The Hubble constant: Measuring the age and size of the Universe
A century ago astronomers thought that the Universe was static. Then, in 1929, Edwin Hubble demonstrated that it is actually expanding. For the remainder of the 20th century astronomers tried to measure the expansion rate, arriving at figures that differed by a factor of two. The Hubble Space Telescope (HST) was designed and built to resolve that very controversy.
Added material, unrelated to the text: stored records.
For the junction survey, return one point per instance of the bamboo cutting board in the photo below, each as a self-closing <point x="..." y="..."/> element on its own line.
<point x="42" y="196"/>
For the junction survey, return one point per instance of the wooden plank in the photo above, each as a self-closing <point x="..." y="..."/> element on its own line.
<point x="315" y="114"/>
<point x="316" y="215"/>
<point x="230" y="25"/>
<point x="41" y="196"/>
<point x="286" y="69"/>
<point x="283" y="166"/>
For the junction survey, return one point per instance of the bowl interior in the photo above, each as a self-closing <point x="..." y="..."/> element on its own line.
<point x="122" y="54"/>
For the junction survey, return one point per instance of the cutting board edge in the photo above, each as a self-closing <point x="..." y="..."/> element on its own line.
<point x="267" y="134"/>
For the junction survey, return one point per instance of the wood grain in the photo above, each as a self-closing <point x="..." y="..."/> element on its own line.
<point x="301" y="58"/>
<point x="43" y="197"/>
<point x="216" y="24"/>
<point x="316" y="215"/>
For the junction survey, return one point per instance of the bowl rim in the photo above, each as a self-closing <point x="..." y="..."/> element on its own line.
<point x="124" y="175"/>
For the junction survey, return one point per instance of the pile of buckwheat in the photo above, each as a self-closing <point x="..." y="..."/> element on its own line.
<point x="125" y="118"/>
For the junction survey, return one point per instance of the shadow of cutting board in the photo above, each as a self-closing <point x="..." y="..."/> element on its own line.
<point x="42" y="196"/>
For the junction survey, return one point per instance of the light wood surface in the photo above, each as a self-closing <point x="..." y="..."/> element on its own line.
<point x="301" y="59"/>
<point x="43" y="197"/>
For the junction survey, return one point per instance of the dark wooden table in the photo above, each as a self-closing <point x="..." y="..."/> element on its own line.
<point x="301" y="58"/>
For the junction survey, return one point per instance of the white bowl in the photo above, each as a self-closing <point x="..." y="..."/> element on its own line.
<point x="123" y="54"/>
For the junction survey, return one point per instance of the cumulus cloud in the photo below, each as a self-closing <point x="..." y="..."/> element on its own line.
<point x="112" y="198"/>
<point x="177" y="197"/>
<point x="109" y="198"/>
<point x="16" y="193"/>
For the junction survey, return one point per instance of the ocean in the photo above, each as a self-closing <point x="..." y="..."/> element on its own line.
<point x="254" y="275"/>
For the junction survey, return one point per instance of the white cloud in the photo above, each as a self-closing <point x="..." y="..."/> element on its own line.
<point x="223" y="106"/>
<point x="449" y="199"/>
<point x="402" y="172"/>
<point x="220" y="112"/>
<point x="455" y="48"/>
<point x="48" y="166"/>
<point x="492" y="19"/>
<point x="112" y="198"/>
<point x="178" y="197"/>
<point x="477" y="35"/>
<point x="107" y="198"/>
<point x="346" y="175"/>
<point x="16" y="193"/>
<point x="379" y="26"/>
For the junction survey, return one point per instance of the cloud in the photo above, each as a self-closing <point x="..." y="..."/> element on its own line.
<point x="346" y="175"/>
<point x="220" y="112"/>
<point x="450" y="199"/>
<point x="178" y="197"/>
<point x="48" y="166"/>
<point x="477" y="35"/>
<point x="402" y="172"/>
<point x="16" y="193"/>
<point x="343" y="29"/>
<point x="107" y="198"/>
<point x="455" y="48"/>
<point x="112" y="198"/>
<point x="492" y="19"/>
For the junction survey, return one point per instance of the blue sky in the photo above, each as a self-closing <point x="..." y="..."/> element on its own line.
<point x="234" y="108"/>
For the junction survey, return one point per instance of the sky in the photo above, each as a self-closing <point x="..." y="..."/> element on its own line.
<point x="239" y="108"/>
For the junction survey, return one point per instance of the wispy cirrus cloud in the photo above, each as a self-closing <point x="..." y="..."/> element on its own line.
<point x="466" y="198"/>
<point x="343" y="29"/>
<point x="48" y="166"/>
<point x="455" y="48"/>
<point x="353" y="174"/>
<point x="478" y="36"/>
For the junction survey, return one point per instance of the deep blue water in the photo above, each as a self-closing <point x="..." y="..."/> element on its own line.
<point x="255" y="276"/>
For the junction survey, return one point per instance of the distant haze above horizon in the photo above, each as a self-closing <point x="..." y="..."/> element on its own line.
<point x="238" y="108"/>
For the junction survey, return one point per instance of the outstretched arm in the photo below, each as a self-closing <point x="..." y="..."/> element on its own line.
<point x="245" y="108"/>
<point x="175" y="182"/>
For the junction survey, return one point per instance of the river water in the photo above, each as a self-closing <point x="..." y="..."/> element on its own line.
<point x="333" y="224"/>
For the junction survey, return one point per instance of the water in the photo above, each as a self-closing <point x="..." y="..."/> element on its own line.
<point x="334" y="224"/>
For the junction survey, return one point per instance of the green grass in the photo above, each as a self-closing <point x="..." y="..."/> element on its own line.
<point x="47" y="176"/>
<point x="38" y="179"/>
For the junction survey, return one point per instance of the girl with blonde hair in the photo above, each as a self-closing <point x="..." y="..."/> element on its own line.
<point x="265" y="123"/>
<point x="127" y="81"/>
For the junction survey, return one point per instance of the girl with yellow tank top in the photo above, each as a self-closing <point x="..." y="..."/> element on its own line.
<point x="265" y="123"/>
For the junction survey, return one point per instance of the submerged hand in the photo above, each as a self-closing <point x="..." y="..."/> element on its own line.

As a result, at the turn of the 21st century the Hubble constant was known to an accuracy of 10%. Now cosmologists and physicists are striving to reduce the remaining uncertainty to just 1%. This talk will say why this is so important and report recent progress, including results at infrared wavelengths from the Spitzer Space Telescope.
About Barry Madore
Barry Madore is a Senior Research Astronomer at the Observatories of the Carnegie Institution of Washington, based in Pasadena, California. He is also the Lead Scientist on the NASA Extragalactic Database (NED) which he co-founded 25 years ago. Dr Madore was a founding member of the Hubble Space Telescope Key Project Team that in 2001 determined the expansion rate of the Universe to 10%, ending a century-long controversy. He is also a co-investigator on the Galaxy Evolution Explorer (GALEX) satellite. His current scientific interests concern observational aspects of star formation, the extragalactic distance scale, peculiar galaxies and variable stars. Most recently he has been exploring the limits to knowledge in cosmology.